La chimica di questo approccio è stata introdotta per la prima volta nel 1950 da P. Edman dell’Università di Lund in Svezia e ulteriormente sviluppata durante il suo lavoro a Melbourne, in Australia, a quello che si ritiene essere il primo dispositivo di sequenziamento peptidico automatizzato.

Chimica di Edman

Figura 1. Chimica di degradazione di Edman per il sequenziamento delle proteine N-terminali.

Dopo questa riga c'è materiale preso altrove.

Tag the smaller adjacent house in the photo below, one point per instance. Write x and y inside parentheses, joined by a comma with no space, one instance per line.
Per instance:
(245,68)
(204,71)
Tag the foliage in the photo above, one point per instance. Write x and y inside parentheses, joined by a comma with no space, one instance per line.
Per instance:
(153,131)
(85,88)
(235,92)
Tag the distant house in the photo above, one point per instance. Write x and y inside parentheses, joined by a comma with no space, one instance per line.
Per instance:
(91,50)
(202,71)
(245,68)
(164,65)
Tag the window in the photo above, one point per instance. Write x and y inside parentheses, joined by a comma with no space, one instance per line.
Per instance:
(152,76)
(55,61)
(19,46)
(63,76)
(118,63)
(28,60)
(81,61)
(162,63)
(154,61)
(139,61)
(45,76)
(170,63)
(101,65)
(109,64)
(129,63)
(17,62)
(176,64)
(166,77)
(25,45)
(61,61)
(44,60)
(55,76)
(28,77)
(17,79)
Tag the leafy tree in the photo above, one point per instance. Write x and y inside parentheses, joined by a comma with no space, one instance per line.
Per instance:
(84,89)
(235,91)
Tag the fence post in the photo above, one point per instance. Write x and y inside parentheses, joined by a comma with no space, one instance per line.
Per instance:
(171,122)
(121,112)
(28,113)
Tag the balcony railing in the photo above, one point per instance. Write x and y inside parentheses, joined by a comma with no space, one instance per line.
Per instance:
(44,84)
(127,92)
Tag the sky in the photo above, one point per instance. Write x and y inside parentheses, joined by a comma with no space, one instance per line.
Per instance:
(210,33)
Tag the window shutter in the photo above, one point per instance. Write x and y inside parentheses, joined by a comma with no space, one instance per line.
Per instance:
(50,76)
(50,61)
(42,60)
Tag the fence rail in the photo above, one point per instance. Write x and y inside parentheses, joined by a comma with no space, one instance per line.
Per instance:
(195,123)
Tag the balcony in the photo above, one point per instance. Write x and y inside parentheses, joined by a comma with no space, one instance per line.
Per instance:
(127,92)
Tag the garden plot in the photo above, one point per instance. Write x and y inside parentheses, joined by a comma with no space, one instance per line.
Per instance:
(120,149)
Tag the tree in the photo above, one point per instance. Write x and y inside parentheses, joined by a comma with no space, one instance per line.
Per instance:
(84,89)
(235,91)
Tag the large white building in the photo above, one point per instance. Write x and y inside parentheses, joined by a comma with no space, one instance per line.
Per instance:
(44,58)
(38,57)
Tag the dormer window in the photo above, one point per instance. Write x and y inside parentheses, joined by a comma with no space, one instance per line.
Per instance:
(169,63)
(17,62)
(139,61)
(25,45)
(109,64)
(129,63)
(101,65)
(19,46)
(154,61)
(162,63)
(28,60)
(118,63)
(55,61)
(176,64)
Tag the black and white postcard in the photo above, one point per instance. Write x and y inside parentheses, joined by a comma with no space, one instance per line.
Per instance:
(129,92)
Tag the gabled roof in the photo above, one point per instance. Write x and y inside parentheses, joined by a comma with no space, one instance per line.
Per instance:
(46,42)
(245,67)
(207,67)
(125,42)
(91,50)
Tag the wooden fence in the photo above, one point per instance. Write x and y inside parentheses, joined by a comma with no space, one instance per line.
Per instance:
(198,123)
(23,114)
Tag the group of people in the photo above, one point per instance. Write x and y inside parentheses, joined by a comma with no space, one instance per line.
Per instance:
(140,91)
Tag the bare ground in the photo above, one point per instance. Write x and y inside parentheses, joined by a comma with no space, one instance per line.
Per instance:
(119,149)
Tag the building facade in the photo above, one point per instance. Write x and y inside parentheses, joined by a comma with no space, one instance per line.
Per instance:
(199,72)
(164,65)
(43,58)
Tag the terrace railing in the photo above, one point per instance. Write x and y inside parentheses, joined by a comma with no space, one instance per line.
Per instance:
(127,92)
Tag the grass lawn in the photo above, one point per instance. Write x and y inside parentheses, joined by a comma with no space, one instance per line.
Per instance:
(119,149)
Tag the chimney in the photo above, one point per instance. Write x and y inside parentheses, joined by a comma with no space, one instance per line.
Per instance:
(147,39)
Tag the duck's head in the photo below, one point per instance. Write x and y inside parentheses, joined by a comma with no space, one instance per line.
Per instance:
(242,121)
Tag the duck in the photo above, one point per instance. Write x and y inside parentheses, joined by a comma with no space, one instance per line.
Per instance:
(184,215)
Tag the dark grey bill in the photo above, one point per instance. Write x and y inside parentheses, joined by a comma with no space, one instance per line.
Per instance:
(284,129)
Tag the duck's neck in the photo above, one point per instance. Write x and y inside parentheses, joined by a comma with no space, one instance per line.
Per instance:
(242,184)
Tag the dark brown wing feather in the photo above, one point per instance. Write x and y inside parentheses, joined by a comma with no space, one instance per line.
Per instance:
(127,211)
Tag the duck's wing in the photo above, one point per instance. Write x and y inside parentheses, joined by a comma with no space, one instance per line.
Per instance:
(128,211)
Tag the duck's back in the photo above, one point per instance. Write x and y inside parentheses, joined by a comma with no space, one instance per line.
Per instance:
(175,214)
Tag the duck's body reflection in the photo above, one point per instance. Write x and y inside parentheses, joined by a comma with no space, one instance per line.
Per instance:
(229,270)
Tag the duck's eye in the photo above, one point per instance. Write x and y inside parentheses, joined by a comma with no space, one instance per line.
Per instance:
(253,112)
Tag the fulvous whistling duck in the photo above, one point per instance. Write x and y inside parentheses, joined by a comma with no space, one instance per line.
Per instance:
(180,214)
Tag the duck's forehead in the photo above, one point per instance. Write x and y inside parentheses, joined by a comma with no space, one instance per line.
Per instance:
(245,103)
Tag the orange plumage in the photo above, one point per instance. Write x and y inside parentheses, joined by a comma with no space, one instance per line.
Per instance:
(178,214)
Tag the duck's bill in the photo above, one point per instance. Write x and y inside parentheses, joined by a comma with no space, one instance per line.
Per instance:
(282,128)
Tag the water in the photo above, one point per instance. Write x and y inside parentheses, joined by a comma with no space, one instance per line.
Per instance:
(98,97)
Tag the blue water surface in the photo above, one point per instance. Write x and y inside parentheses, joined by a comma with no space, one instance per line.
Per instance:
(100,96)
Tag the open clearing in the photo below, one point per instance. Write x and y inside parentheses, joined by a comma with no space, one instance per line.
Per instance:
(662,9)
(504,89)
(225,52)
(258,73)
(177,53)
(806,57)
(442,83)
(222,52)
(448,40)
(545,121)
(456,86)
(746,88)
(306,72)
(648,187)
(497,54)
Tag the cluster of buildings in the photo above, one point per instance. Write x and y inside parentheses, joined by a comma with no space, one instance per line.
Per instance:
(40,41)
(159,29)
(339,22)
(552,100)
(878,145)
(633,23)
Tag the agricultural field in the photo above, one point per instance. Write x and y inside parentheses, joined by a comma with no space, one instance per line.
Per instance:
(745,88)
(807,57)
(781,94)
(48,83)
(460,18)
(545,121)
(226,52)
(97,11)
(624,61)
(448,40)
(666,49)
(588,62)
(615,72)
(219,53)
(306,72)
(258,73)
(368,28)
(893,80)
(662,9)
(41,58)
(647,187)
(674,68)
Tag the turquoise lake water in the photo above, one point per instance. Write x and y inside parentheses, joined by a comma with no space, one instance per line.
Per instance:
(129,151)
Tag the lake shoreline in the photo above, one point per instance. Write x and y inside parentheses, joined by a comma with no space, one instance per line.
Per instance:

Le reazioni chimiche che producono l’amminoacido marcato con N-terminale idrolizzato sono mostrate in fig 1. Ogni ciclo comprende essenzialmente 3 passaggi:

  1. Accoppiamento del fenilisotiocianato (PITC, reagente di Edman) all’alfa-ammina della catena polipeptidica in condizioni di base per formare una frazione di feniltiocarbamile (PTC).
  2. La scissione in condizioni acide lievi genera un terminale amminico libero sul polipeptide e un aminoacido addotto anilinotiazolinone (ATZ).
  3. Quest’ultimo viene estratto e ulteriormente convertito in un derivato della feniltioidantoina (PTH) più stabile.
    Il residuo PTH risultante viene analizzato mediante HPLC e tempi di ritenzione rispetto a quello degli aminoacidi standard PTH.

Reazioni collaterali e sottoprodotti

La chimica del ciclo di sequenziamento e il lavoro sono ben controllati e producono specie perfettamente definite, ci sono alcuni sottoprodotti che vengono rilevati durante l’analisi.
Come mostrato in figura 2, provengono principalmente dall’idrolisi di PITC e dalla metanolisi durante il ciclo e includono difeniltiourea (DPTU), N-fenile,O-metil-tiocarbonato (PMTC) e difenilurea (DPU), sottoprodotti che coestraggono e co-eluiscono con gli amminoacidi PTH.